Pedestrians will no longer have to risk their lives crossing Stewardson Way by this time next year.
The federal and provincial governments announced today that construction of a new multi-use Stewardson Way pedestrian/cyclist overpasswill soon get underway. The new $5.1-million overpass will be located east of the Queensborough Bridge, where there is no pedestrian crosswalk.
Elmer Rudolph, president of the West End Residents’ Association, said an overpass is great news for residents on both sides of the street, who will have a safer and more convenient way to get to work, school and SkyTrain. Because there is no crosswalk in this area, he said residents have risked their lives to run across Stewardson Way.
“They run across six or eight lanes of traffic in the morning. They do it on a regular basis – I have seen them. They take their life in their hands. They have been running across there for 14 years. Luckily we have never had a fatality,” he said. “If it finally happens, we say hallelujah.
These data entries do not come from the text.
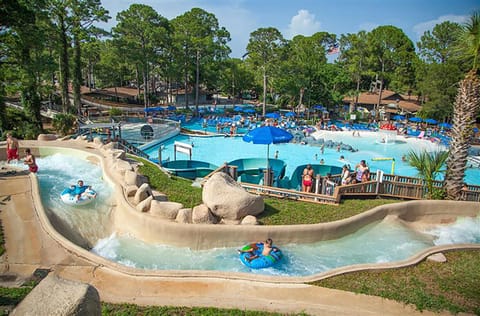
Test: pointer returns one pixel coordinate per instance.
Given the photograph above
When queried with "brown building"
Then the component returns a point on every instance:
(391, 102)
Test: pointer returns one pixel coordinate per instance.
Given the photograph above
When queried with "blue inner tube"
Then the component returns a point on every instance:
(262, 261)
(69, 196)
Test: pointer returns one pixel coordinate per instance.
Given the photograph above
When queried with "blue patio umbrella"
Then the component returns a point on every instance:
(415, 119)
(153, 109)
(445, 125)
(273, 115)
(398, 117)
(267, 135)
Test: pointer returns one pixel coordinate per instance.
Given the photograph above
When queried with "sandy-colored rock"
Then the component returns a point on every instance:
(227, 199)
(167, 210)
(438, 257)
(202, 215)
(130, 177)
(130, 190)
(249, 220)
(142, 193)
(47, 137)
(121, 166)
(97, 141)
(184, 216)
(56, 296)
(144, 205)
(159, 196)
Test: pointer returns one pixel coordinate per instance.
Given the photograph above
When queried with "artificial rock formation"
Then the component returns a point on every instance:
(226, 199)
(55, 296)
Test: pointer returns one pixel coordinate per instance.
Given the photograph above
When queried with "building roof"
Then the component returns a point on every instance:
(390, 99)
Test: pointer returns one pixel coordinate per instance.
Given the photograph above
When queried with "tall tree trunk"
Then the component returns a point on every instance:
(77, 74)
(145, 89)
(197, 79)
(466, 107)
(29, 93)
(137, 78)
(186, 87)
(64, 70)
(264, 107)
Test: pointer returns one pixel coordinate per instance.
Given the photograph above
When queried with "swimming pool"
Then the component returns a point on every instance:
(218, 150)
(382, 241)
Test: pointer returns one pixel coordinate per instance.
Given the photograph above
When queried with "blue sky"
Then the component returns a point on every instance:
(305, 17)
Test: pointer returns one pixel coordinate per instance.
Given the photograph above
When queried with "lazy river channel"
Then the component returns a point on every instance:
(379, 242)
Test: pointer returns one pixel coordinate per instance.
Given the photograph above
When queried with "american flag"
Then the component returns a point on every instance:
(333, 49)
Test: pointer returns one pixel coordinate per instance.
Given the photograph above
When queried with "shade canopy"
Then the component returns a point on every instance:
(415, 119)
(267, 135)
(398, 117)
(445, 125)
(272, 115)
(154, 109)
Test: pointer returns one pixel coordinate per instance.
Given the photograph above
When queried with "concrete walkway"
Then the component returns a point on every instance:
(30, 246)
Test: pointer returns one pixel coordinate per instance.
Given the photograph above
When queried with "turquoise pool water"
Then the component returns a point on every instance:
(217, 150)
(375, 243)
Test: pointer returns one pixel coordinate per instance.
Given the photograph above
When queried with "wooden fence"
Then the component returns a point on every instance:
(386, 185)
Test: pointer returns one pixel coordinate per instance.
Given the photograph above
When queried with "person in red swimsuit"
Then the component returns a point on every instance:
(12, 148)
(307, 178)
(30, 161)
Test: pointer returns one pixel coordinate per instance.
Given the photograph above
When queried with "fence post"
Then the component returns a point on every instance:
(379, 180)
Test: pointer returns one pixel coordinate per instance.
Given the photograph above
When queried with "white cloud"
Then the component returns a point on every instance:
(303, 23)
(368, 26)
(421, 28)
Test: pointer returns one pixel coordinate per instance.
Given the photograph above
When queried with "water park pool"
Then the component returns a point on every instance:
(382, 241)
(218, 149)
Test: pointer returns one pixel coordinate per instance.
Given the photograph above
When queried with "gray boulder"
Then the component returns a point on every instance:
(202, 215)
(184, 216)
(55, 296)
(166, 210)
(226, 199)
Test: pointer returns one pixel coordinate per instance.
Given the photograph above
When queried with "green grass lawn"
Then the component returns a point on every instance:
(452, 286)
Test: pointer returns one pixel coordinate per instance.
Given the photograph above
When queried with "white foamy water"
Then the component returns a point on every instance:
(384, 241)
(464, 230)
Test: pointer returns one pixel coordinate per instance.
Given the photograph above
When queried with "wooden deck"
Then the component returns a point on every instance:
(389, 186)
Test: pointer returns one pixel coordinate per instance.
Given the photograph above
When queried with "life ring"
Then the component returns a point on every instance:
(262, 261)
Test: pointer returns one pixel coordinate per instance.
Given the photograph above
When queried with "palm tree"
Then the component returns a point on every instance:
(428, 165)
(466, 106)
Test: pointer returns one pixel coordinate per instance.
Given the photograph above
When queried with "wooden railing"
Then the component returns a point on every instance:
(392, 186)
(131, 149)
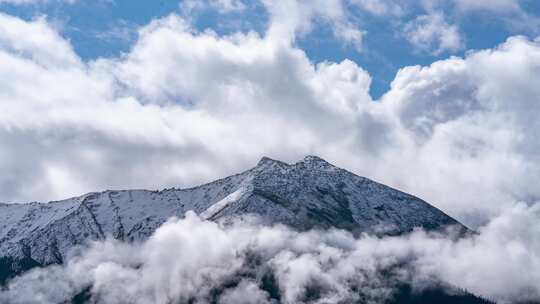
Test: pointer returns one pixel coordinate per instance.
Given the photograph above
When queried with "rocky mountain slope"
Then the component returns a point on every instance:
(308, 194)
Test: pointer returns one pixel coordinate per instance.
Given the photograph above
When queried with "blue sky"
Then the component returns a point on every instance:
(106, 28)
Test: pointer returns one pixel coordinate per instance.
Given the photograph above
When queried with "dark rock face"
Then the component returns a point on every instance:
(308, 194)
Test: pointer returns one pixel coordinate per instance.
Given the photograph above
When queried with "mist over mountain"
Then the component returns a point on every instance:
(308, 194)
(307, 232)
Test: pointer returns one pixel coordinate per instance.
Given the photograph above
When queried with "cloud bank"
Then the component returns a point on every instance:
(184, 107)
(195, 260)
It couldn’t come too soon.”
Rudolph said the West End Residents’ Association lobbied city council for years and never felt the city was very interested in the project.
“As far as we are concerned, it has been a long time coming,” he said. “We have been lobbying them since 2004.”
Prior to upgrades at the north end of the Queensborough Bridge in 2004, Rudolph said a pedestrian-activated crosswalk was located at Sixth Avenue and Stewardson Way.
“The ministry of highways said ‘we don’t want that anymore, that’s too disruptive to traffic’ so they took it out and ‘we will replace it with something,’” he said. “Well, they never did.”
According to a press release, the project is expected toget underway in January 2019 and be completed in the summer of 2019.
“Pedestrians and cyclists have been frustrated with the absence of a safe crossing on this stretch of Stewardson Way,” Claire Trevena, B.C.’s Minister of Transportation and Infrastructure, said in a press release. “This project puts the safety of people first by separating pedestrians and cyclists from a busy street.”
The overpass is being built through the Public Transit Infrastructure Fund, with the federal government providing 50 per cent of eligible costs, the provincial government providing 33 per cent and TransLink contributing 17 per cent.
“The Government of Canada recognizes that having accessible active transportation options is key to developing green inclusive communities,” François-Philippe Champagne, federal Minister of Infrastructure and Communities, said in the press release. “We are proud to have helped make this new overpass possible, which will provide a safer route for pedestrians and cyclists across some of the city’s busiest roads, and encourage people to stay active while moving around the city.”
The overpass will improve access to Grimston Park, the 22nd Street transit exchange and the Millennium/Expo SkyTrain station.
“I know how important this new overpass is for our city, people need to be able to safely cross this busy road on foot or on a bike,” said New Westminster MLA Judy Darcy. “I am so pleased that our government is able to deliver this crossing, so pedestrians, cyclists and drivers can get to their destination safely.”
A decade ago, the federal and provincial governments jointed funded the $33-million interchange project on the north side of the Queensborough Bridge and on Highway 91A at Howes Street that was designed to improve the transportation of goods in the region.